Stopping to Smell the Flowers and Memento Mori
I like to take pictures of flowers. It’s easy: They don’t move, they look pretty, and the macro setting on the iPhone is almost as good as the real macro lens I had for my 35mm camera 30 years ago. It’s sometimes slightly challenging to get the focal depth and framing right, but not challenging enough that I can’t stop and do it while I’m walking the dogs.

But more importantly, stopping to notice pretty flowers is a nice way I remember to find beauty that is all around us, every day. “Stop and smell the roses” is a cliché for a reason.

After more than three decades in the Bay Area, it’s also a pleasant way to mark the passage of time. Certain flowers start blooming at certain times. When I see them again, it’s a reminder that a year has passed. It never feels like it’s been a whole year.

In some ways, it serves the same purpose as a lot of my daily memento mori practices. Buddhism has a practice of death meditation, maranasati, in which we contemplate the inevitability of our own mortality. Some people think that’s morbid, which I find a little strange.
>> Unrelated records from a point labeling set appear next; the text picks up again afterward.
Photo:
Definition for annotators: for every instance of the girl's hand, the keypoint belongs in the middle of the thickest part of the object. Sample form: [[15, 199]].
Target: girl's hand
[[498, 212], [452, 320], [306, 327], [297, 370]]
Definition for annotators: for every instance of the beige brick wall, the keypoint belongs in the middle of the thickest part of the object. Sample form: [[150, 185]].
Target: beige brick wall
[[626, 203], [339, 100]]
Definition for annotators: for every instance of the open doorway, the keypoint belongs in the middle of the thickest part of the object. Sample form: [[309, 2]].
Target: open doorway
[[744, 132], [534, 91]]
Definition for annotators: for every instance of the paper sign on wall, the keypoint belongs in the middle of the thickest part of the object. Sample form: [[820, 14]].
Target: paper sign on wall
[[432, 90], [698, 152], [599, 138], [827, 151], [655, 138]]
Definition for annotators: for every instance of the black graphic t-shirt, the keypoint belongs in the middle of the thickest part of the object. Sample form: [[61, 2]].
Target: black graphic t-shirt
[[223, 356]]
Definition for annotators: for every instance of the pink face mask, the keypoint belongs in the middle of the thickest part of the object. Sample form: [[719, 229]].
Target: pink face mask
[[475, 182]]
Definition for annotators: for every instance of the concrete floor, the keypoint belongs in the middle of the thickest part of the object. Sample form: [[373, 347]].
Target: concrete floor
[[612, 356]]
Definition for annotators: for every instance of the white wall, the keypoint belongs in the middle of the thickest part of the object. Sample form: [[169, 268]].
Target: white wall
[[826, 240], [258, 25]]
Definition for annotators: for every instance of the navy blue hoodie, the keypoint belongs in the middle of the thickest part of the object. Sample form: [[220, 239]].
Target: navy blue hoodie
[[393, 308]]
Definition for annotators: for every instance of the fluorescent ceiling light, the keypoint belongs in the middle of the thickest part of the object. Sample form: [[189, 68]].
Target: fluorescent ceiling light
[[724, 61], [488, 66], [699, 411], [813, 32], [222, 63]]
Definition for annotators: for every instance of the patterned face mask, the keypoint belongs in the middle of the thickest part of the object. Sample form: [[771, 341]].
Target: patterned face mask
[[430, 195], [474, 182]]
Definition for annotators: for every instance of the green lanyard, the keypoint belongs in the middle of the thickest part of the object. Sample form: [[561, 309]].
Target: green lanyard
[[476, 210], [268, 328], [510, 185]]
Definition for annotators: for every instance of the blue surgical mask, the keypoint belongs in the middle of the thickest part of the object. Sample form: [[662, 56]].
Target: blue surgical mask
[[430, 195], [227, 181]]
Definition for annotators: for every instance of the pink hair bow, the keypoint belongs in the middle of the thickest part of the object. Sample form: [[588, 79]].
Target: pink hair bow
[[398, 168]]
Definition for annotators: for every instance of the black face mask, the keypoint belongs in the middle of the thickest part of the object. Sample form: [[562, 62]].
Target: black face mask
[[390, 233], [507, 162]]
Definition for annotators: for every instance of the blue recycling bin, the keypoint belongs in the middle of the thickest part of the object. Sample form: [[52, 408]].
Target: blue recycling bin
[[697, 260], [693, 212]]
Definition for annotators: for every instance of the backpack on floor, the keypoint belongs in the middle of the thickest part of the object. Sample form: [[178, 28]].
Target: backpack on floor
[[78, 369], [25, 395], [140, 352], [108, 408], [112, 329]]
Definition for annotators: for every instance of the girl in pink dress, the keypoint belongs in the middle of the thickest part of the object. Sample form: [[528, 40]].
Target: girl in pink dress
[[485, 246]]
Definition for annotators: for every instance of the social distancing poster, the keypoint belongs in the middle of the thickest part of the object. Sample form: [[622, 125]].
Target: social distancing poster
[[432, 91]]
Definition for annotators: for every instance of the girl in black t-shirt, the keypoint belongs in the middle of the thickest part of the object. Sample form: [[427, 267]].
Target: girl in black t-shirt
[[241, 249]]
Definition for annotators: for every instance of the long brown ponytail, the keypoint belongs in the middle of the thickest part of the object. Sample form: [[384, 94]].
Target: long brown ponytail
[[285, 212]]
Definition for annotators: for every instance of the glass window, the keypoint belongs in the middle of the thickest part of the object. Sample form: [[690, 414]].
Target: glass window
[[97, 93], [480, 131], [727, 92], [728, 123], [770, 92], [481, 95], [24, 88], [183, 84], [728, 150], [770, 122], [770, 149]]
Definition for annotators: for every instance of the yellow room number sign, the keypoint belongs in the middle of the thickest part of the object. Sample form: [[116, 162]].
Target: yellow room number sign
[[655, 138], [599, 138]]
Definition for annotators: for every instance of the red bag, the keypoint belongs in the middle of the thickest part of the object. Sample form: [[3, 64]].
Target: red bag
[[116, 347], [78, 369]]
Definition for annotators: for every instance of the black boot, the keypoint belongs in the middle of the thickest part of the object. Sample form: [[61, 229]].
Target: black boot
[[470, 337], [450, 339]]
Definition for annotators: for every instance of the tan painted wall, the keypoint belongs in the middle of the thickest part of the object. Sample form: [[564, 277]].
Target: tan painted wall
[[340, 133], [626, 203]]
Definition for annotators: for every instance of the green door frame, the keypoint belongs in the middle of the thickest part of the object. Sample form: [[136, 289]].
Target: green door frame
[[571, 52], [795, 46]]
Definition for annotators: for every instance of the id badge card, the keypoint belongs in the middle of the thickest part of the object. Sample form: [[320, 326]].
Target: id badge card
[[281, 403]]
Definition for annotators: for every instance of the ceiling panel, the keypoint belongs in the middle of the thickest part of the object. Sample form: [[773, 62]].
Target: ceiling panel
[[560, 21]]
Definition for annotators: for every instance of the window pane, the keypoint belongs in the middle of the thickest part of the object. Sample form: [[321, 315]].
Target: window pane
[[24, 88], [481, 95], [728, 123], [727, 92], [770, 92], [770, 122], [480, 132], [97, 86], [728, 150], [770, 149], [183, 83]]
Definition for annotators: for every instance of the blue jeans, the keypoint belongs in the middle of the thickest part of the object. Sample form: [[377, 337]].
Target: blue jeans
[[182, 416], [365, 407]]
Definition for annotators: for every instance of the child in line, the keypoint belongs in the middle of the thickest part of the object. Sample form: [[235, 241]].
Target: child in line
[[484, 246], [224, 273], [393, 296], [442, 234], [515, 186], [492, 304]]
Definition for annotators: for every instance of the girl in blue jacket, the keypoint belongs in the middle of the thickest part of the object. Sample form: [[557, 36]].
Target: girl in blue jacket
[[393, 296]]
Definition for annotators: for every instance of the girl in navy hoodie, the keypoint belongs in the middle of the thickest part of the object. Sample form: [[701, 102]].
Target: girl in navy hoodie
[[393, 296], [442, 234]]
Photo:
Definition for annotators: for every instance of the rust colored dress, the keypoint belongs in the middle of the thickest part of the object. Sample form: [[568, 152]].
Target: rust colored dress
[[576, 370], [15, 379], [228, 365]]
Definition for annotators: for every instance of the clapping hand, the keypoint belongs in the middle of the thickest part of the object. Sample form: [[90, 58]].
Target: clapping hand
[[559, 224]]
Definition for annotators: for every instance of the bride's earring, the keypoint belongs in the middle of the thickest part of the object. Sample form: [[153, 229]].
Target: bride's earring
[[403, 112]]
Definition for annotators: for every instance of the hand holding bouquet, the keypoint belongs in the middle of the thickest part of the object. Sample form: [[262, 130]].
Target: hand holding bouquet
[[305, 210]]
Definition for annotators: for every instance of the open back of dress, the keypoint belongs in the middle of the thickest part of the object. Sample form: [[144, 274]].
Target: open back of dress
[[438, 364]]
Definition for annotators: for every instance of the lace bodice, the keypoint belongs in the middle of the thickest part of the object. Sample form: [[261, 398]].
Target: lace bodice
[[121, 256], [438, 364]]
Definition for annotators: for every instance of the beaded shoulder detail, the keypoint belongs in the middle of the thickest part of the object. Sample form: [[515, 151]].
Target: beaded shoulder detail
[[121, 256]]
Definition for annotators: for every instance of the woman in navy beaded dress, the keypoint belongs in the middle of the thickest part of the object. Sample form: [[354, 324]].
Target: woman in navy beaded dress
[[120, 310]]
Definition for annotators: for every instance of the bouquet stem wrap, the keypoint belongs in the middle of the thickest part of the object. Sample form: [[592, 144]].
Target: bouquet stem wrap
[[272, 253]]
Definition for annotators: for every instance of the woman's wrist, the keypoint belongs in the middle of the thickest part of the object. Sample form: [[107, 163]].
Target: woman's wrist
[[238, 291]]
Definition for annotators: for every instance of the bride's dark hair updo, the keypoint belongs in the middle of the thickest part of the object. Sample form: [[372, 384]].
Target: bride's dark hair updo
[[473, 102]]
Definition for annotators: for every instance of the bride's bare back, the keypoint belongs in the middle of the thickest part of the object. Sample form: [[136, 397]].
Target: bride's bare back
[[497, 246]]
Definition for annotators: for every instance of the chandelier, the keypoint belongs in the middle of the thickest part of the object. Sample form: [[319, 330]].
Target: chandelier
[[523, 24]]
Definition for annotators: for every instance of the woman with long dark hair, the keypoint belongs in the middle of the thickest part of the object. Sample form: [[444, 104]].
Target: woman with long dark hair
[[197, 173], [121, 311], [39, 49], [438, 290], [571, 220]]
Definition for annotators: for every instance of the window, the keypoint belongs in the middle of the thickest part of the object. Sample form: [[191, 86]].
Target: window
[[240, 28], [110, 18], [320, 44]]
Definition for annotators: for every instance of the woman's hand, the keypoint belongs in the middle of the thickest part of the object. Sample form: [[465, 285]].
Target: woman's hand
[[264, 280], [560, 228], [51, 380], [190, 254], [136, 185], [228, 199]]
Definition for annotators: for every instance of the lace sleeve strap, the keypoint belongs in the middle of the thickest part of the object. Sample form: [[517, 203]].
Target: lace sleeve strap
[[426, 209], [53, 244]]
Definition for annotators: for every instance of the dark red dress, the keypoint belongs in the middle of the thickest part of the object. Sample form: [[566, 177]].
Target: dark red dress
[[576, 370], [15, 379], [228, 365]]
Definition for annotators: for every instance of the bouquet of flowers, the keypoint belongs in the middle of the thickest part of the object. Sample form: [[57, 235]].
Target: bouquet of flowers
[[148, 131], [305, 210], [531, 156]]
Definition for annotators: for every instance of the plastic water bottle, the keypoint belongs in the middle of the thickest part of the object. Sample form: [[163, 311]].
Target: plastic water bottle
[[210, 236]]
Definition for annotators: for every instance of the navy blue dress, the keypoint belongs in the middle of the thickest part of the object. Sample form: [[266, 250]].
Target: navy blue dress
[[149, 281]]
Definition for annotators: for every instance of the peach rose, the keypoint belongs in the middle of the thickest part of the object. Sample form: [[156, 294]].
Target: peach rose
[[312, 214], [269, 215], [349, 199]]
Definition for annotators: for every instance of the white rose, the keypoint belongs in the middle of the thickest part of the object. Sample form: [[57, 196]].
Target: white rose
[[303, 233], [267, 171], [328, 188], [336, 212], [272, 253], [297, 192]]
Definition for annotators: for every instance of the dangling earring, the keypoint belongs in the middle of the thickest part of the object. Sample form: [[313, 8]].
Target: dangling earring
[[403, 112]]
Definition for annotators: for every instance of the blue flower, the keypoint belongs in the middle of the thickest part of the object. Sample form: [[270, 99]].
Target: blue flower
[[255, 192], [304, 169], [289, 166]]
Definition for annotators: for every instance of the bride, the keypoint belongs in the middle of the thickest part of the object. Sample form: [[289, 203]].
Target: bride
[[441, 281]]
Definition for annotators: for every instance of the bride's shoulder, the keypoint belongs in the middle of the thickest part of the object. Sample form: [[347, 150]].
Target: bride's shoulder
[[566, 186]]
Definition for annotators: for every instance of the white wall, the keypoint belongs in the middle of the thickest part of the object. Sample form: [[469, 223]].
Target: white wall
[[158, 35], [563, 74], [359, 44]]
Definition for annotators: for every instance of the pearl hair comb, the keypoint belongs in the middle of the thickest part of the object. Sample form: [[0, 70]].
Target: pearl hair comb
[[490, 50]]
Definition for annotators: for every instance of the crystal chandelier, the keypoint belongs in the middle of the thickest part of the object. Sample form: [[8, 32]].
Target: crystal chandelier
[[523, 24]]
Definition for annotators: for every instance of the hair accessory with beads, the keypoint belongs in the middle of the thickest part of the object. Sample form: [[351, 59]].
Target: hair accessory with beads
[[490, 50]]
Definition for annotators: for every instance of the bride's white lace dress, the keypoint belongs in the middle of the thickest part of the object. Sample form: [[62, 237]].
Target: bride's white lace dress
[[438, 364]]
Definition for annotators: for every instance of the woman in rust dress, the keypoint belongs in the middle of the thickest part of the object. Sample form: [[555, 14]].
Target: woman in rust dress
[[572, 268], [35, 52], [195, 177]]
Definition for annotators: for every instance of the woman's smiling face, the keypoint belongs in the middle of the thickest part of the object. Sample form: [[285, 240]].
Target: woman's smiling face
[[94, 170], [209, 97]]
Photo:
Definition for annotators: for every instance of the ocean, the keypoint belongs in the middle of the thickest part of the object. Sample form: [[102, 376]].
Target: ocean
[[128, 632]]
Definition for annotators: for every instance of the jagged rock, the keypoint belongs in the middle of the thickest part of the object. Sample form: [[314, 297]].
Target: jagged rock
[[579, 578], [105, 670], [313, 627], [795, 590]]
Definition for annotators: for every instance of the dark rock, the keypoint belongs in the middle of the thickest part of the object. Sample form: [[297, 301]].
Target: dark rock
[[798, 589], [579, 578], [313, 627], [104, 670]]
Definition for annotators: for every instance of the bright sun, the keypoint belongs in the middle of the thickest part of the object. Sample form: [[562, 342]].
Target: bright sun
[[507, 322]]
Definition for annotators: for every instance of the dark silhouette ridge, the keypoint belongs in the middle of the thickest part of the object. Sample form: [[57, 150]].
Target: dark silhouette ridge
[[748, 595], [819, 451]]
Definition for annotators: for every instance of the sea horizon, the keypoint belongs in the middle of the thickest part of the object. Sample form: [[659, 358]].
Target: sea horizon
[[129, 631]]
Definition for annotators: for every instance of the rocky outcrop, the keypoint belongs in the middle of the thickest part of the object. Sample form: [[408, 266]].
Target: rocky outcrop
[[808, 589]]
We’re all going to die, but that’s easy to forget, day-to-day. For me, trying to keep it at the forefront of thinking encourages me to find enjoyment and gratitude in something every day, because I never know if it will be my last. It also reminds me to tell the people I love how much I appreciate them, and say the things I need to say without putting them off, because none of us is guaranteed a tomorrow in which to say them.

It’s also reflected in more ordinary ways, like walking the dogs along a different route every day, so that I might see something different, or making sure to get outside and take a walk during the work day, even when I’m busy.

I have a countdown app on my phone and have it set up to show a widget that tells me the number of days until, statistically, I can expect to die. Today it’s at 12,520 days.

Every day that passes is one fewer on that countdown. So every day should count, and include something memorable, even in a small way.

Like taking a picture of a pretty flower, for example.

The flowers bloom for a little while, and then they’re gone. Just like all of us.